Sure enough, the letter was missing from the box where it should have been filed, but Arnold figured the seller might have unknowingly purchased it from a random thief. “So I asked the dealer if she would request that her anonymous seller return the document,” he says. Three days later, a FedEx package with no return address arrived for Arnold, who found a single piece of parchment carrying the familiar scrawl of Alexander Hamilton. The Washington letter had come home. Arnold did not press the dealer for the mystery seller’s identity. If he had, he would have learned it was Barry Landau, who had been in Arnold’s library many times.

After Landau was arrested in Baltimore four months later, the historical society banned coats, sweaters and folders in the reading room. In addition, entrances to restrooms are now locked, and to get a key you must check your belongings at the door. “These thefts have put the whole library community on edge,” says Arnold. “An archivist who once looked at every researcher as a person they could help now also has to look at him as a potential thief.”


THE NATIONAL ARCHIVES has a multimillion-dollar security system, but Inspector General Paul Brachfeld says that it is only the first step in deterring theft. “Institutions can set up an extensive network of internal controls to protect their holdings,” he explains. “They can have cameras, security checkpoints and searches, but thieves will still try to steal. My job is to make it hard, if not impossible, for them to move documents.”

To do that, Brachfeld and his documents-recovery team have made it a priority to take their mission to the people, giving talks and instructional seminars at collector shows conventions, libraries and historical societies around the country. “We need members of the American public to be our sentinels,” says Brachfeld. “The public should be aware that thefts are occurring, and when a person does steal and attempts to trade historical documents, he should wonder if there are people who are watching him.”

For genealogists and researchers using an archive’s collection, this means keeping an eye on those around them. For sellers and collectors, it means looking for marks indicating that a document was once part of a museum’s or library’s holdings.

“I think that an innocence has been lost as a result of these crimes,” observes U.S. Attorney Rod Rosenstein, who prosecuted Landau and Leslie Waffen, the National Archives insider who stole thousands of historic wire and wax cylinder audio recordings. “The law takes this very seriously, especially in light of the fact that the people stealing the artifacts or documents should have been the ones protecting them.”

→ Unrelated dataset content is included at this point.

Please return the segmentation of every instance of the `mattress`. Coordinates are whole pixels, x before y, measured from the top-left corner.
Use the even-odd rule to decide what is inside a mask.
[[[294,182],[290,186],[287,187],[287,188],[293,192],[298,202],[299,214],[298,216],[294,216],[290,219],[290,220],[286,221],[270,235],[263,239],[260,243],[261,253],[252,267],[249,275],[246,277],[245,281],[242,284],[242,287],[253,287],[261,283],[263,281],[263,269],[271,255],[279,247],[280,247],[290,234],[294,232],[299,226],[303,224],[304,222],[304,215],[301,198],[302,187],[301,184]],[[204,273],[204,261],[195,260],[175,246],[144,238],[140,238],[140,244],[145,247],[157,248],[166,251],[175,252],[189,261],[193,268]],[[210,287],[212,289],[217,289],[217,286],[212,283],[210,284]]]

Five years after proclaiming himself a “caretaker” of American history on national television, Barry Landau sat beside his defense team in Baltimore’s U.S. District Courthouse, hoping to shorten his stint in federal prison. Clad in a neatly pressed pin-striped suit, Landau listened, his face drawn and expressionless as prosecutors outlined how he targeted specific documents and entered into hardnosed negotiations with dealers, selling off a stockpile of historic papers worth more than $1 million.

Judge Catherine Blake then offered Landau an opportunity to speak. He rose with the aid of a cane, paused theatrically and, in a tone devoid of emotion, read from a scrap of paper in front of the packed gallery. “Your honor, I am deeply ashamed of what I did,” he said. “I am embarrassed and troubled daily by my crimes.”

Before sending Landau to prison, Judge Blake quoted from the Maryland Historical Society’s impact statement, their words an irrefutable testament to the full consequence of his thefts.

“There is no more effective time machine than the papers in our collections, no clearer path to understanding and learning from the people of the past and of the world in which they lived. The voices of those who were there live in these documents, and their experiences shaped the nation. For the brief time we hold these rich and heavy textile-fiber papers or open a cracked and dusty leather-bound diary, our hands touch theirs.”

When thieves snatch documents from the country’s libraries and archives, they rob all Americans, present and future, of the stories those documents tell.


Michael G. Williams is a Maryland-based writer and journalist. His book City Under the Guns: An Untold Story from America’s Civil War, is due out in 2014.